J’ai eu une caméra pour mon treizième anniversaire, une Super 8. A partir de là et dans les cinquante ans qui ont suivis, j’ai constamment engrangé de l’image, tout comme je faisais du son. Et des photos, comme tout un chacun. Ma particularité, c’est que je thésaurise savamment toute cette masse pour en faire quelque chose. Quoi ? Je ne sais pas du tout au moment où je sauvegarde, la réponse ne vient que bien plus tard. A un moment donné, trop tardivement je trouve, je m’autorise à avoir du temps. A partir de là, j’observe ma corbeille de souvenirs qui est fort pleine et je mets à la ranger, numérisation (200 heures de vidéo, 50 heures de son), scannage (10 000 photos) et je scripte tout ça, fabrique une très grosse base de données car, c’est bien beau d’avoir des infos mais si tu sais pas les retrouver, t’as l’air con du KGB à l’issue de la guerre froide.

hangar kgb

Vous connaissez les deux versions du Renseignement durant la guerre froide ? D’un côté tu as les 100 000 agents de la CIA, de l’autre les 400 000 agents du KGB. Mécaniquement, le KGB engrange 4 fois plus de renseignements que la CIA, sauf que l’Amérique est en avance en informatique et va donc s’ingénier à classer tous ces millions de petites infos via ses ordinateurs, alors que le KGB, débordé par la masse, va stocker ses données dans d’immenses hangars ressemblant à celui où l’on paume l’Arche à la fin des Aventuriers de l’Arche Perdue. Moralité : c’est bien beau de ranger mais si derrière tu ne sais plus ce que tu as rangé, et où…

Tout ça pour dire que j’ai de la suite dans les idées, une détermination, et c’est d’ailleurs ce qui nous vaut d’avoir ici un roman-photo.
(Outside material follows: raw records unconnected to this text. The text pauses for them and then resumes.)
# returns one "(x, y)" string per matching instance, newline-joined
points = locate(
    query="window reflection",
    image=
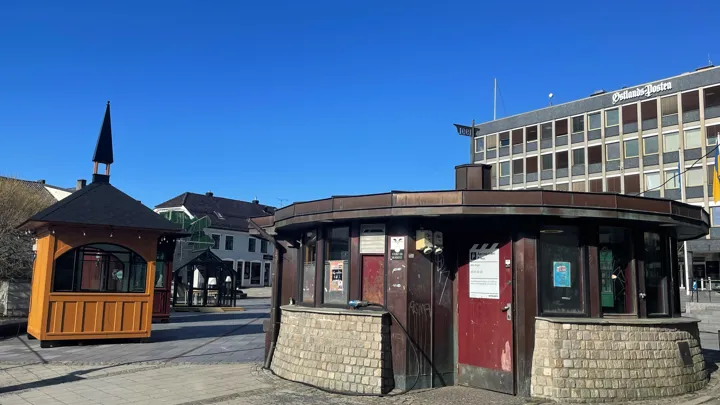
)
(615, 257)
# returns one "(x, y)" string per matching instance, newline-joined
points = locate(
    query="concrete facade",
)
(335, 349)
(605, 362)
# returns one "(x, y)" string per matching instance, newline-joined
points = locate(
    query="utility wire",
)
(680, 173)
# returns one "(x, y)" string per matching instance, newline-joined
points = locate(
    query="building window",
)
(100, 268)
(518, 166)
(561, 160)
(491, 142)
(668, 106)
(692, 138)
(595, 154)
(632, 184)
(309, 252)
(656, 275)
(612, 118)
(546, 130)
(632, 149)
(562, 285)
(504, 139)
(630, 114)
(531, 133)
(711, 135)
(561, 127)
(578, 124)
(578, 157)
(652, 181)
(517, 136)
(672, 180)
(614, 185)
(650, 145)
(612, 151)
(546, 162)
(479, 144)
(671, 141)
(690, 101)
(694, 177)
(615, 265)
(505, 169)
(337, 261)
(531, 164)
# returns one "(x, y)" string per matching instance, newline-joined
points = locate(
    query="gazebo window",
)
(337, 263)
(100, 268)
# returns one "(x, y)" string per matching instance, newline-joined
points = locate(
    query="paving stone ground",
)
(209, 359)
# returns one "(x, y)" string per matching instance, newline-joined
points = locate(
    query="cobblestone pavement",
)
(190, 337)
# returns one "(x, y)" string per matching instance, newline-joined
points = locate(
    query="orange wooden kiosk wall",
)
(87, 315)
Auto-persuasion pour l’écriture ? Peut-être mais je ne suis pas sûr. Ça tient plutôt du… magique – j’aime pas l’idée car je suis un plutôt rationnel -, du magique et du malaise. Magique car, quand j’écris, je pars avec une idée, un axe, c’est préférable pour moi que de partir à l’aveuglette, mais, en cours d’exercice, au clavier, j’ai tendance à quitter mes rails, une idée en bousculant une l’autre, je pars en digression et, en même temps, j’ai  l’impression que les mots ne sont plus les miens mais qu’ils m’arrivent d’ailleurs, d’outre quelque chose, de derrière la tête. Un peu schizo, le mec, non ? Ça, c’est quand tout va bien, qu’il est en forme pour écrire. Parce qu’autrement, il y a le malaise. Le malaise quand ça vient pas, ou quand ça vient en merdasse. Tu le sens, t’es pas content. Malaise aussi et surtout quand t’écris pas. Un sentiment de défaut, de manque, quand l’ennui, la faiblesse, le manque d’énergie et/ou de courage te coupe les pattes et que tu ne fais pas ce qu’il convient de faire, soit ta prédestination.

Et on rejoint ici l’aspect schizo, soit l’autre derrière toi qui lui est prêt à écrire alors que toi tu rechignes, l’autre qui donc te fout des coups de pieds au cul pour que tu t’y mettes.

Tout ça pour donner du sens à la vie alors qu’on sait pertinemment qu’elle n’en a pas. J’envie ceux qui sont prédestinés à lire Harlan Coben et à qui la vie offre un hamac.